Spark GraphX diagram constructor


May 17, 2021 Spark Programming guide


Table of contents


Spark GraphX diagram constructor

GraphX provides several ways to construct diagrams from RDDs or vertes and edge collections on disk. B y default, no graph constructor re-partitions the edges of the graph, but leaves them in the default partition (for example, their original blocks in HDFS). Graph.groupEdges: Graph (VD, ED) needs to re-partition the graph because it assumes that the same edges will be assigned to the same partition, so you must call Graph.partitionBy before you call groupEdges

object GraphLoader {
  def edgeListFile(
      sc: SparkContext,
      path: String,
      canonicalOrientation: Boolean = false,
      minEdgePartitions: Int = 1)
    : Graph[Int, Int]
}

GraphLoader.edgeListFile provides a way to load a diagram from the list of edges on the disk. It resolves the connection table in the following form (source vertred ID, target vertred ID), skipping the # that begins with .

# This is a comment
2 1
4 1
1 2

It creates a graph from the specified edge, automatically creating all the vertes mentioned by the edge. A ll verte and edge properties default to 1. canonicalOrientation allows you to redirect the edges of the positive direction (srcId slt; dstId). T his is required in the connected components algorithm. minEdgePartitions the minimum number of edge partitions generated. Edge partitions may contain more partitions than specified, for example, an HDFS file contains more blocks.

object Graph {
  def apply[VD, ED](
      vertices: RDD[(VertexId, VD)],
      edges: RDD[Edge[ED]],
      defaultVertexAttr: VD = null)
    : Graph[VD, ED]
  def fromEdges[VD, ED](
      edges: RDD[Edge[ED]],
      defaultValue: VD): Graph[VD, ED]
  def fromEdgeTuples[VD](
      rawEdges: RDD[(VertexId, VertexId)],
      defaultValue: VD,
      uniqueEdges: Option[PartitionStrategy] = None): Graph[VD, Int]
}

Graph.apply (ClassTag (VD), ClassTag (ED)): Graph (VD, ED)) allows you to create a diagram from the RDD of the vertes and edges. Repeated vertes can be selected arbitrarily, assigning default properties in edge RDD instead of vertes found in vertes RDD.

Graph.fromEdges allows you to create a graph from just one edge RDD, which automatically creates edge-mentioned vertocies and assigns the default values for those vertes.

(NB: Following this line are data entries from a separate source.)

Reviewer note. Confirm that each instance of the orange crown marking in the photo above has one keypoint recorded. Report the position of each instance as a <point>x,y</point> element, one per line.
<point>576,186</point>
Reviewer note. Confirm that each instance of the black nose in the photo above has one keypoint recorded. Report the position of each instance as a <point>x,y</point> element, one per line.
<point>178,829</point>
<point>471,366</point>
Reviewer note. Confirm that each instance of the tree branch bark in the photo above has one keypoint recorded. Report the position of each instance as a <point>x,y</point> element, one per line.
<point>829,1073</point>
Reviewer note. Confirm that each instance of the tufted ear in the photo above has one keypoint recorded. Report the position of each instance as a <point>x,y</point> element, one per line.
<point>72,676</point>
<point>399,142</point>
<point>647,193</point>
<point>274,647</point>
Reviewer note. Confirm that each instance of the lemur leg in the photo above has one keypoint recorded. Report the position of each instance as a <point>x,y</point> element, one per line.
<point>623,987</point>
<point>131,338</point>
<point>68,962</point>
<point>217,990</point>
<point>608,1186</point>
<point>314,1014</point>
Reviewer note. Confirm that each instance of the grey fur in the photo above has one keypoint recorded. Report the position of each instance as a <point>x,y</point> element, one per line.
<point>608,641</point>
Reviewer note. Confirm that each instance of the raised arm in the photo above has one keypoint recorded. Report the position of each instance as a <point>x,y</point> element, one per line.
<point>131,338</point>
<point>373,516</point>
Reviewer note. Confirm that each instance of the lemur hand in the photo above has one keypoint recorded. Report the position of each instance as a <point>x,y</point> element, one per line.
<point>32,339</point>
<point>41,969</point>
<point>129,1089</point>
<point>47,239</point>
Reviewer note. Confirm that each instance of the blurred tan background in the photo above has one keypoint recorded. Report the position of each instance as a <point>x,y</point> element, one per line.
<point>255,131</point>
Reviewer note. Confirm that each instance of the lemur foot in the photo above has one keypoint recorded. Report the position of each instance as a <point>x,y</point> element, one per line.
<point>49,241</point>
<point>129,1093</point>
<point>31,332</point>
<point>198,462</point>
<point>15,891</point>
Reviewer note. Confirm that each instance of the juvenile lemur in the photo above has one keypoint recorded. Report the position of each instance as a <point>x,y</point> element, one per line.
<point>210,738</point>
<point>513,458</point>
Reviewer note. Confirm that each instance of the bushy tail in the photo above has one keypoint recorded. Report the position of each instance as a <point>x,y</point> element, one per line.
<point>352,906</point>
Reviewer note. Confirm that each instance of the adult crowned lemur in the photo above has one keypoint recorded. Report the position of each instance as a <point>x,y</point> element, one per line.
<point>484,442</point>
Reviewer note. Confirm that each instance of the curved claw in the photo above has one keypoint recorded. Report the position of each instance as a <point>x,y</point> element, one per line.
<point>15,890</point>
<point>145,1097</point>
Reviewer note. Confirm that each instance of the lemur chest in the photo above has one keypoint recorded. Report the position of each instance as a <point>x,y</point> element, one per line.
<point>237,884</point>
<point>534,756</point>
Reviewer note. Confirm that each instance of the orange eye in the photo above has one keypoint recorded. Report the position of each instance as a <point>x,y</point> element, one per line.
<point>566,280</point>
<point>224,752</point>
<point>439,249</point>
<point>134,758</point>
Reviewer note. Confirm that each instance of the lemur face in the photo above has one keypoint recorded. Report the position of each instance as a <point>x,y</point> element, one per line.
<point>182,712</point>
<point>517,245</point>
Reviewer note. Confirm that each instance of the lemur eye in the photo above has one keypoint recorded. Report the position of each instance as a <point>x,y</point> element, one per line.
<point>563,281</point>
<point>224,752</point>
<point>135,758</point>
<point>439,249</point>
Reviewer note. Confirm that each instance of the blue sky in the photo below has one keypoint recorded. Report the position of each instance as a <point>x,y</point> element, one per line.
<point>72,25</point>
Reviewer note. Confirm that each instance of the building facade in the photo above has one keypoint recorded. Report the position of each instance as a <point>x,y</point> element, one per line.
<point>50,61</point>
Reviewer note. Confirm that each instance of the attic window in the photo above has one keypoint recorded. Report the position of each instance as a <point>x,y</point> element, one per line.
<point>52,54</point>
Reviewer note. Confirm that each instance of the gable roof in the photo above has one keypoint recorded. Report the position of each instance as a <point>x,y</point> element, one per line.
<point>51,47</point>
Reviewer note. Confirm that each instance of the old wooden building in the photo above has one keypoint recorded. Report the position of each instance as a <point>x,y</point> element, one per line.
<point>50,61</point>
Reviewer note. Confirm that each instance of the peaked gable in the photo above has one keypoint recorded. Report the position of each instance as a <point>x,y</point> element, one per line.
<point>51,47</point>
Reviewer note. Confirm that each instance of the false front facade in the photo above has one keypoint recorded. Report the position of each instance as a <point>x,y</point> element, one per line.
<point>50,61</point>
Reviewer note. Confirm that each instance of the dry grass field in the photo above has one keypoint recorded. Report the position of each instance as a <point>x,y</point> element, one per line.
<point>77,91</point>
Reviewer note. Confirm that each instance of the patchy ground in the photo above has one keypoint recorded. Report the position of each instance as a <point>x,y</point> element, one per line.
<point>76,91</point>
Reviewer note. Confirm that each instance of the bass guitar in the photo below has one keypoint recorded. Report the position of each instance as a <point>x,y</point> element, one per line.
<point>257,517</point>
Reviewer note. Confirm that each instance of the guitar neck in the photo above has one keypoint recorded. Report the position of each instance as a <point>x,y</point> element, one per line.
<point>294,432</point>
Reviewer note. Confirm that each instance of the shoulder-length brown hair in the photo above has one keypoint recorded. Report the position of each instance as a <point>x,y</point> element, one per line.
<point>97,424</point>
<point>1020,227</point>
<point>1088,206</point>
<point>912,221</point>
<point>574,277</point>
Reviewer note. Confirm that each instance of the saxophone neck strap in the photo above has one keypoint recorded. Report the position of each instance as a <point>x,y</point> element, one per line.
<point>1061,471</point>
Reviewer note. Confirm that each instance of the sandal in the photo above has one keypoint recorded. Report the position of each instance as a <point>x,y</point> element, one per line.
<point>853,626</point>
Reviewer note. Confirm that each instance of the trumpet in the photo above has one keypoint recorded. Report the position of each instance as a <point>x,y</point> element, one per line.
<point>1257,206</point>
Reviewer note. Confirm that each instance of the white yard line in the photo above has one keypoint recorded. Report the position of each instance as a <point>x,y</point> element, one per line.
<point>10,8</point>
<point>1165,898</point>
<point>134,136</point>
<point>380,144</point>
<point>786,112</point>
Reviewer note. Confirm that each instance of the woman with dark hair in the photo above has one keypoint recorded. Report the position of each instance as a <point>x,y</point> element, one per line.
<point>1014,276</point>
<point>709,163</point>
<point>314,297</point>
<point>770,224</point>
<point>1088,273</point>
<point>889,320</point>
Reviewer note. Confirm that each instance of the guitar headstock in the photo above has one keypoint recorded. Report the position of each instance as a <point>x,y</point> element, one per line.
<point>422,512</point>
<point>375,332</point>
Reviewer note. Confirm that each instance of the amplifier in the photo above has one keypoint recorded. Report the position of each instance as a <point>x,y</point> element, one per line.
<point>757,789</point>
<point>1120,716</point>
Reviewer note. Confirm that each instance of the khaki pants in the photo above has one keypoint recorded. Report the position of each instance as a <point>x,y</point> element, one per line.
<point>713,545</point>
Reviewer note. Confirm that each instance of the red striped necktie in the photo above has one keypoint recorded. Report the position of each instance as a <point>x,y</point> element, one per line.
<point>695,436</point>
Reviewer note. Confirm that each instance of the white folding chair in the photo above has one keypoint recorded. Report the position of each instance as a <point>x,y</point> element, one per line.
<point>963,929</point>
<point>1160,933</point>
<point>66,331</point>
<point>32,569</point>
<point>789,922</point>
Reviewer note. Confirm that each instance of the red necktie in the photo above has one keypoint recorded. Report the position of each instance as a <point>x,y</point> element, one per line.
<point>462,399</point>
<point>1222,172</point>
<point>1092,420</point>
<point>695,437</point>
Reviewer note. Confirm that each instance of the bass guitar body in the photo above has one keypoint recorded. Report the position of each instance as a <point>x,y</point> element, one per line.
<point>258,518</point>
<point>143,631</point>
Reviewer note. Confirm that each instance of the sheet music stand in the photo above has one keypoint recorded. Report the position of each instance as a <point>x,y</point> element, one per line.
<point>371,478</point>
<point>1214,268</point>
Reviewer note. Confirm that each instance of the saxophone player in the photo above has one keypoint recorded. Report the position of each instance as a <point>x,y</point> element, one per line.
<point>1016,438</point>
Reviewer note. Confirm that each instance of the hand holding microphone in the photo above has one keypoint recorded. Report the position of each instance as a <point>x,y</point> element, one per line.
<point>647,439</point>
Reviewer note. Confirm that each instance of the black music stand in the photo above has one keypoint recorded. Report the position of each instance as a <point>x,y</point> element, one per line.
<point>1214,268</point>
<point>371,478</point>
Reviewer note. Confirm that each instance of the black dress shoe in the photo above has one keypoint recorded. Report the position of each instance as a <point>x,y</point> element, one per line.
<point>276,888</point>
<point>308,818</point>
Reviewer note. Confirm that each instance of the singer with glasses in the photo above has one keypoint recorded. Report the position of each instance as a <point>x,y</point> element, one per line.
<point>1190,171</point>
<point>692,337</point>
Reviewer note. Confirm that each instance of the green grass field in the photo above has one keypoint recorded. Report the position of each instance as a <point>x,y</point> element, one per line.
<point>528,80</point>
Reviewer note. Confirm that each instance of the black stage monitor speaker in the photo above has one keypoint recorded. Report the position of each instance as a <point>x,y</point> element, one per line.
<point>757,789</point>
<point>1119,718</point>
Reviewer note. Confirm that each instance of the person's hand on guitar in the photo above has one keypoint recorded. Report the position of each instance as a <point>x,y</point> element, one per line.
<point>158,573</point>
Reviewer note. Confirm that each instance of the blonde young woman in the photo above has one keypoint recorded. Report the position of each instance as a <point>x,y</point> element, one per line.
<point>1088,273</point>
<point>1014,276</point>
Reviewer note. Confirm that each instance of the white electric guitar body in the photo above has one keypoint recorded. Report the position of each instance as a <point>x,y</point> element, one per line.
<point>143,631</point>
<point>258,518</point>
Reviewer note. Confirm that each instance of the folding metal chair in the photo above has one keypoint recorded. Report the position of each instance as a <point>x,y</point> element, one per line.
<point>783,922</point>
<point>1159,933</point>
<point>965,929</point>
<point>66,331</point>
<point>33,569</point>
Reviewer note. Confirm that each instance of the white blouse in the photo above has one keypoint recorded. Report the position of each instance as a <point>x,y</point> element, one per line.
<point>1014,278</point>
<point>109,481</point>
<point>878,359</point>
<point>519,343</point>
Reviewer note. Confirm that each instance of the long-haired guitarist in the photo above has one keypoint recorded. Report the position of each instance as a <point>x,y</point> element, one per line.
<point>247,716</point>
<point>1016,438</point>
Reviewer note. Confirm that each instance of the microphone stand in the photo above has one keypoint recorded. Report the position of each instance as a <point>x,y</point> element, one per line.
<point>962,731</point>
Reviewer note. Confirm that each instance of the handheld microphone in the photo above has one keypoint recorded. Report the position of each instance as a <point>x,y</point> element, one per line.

Graph.fromEdgeTuples (ClassTag(VD)): Graph (VD, Int)) allows you to create a diagram from only one side tuple on the RDD. T he value assigned to the edge is 1. I t automatically creates edge-mentioned vertocies and assigns the default values for those vertes. I t also supports the removal of edges. I n order to remove edges, you need to pass a PartitionStrategy-valued Some as uniqueEdges parameter (such as uniqueEdges s Some (PartitionStrategy.RandomVertexCut). Assign the same edges to the same partition so that they can be deleted, and a partitioning policy is required.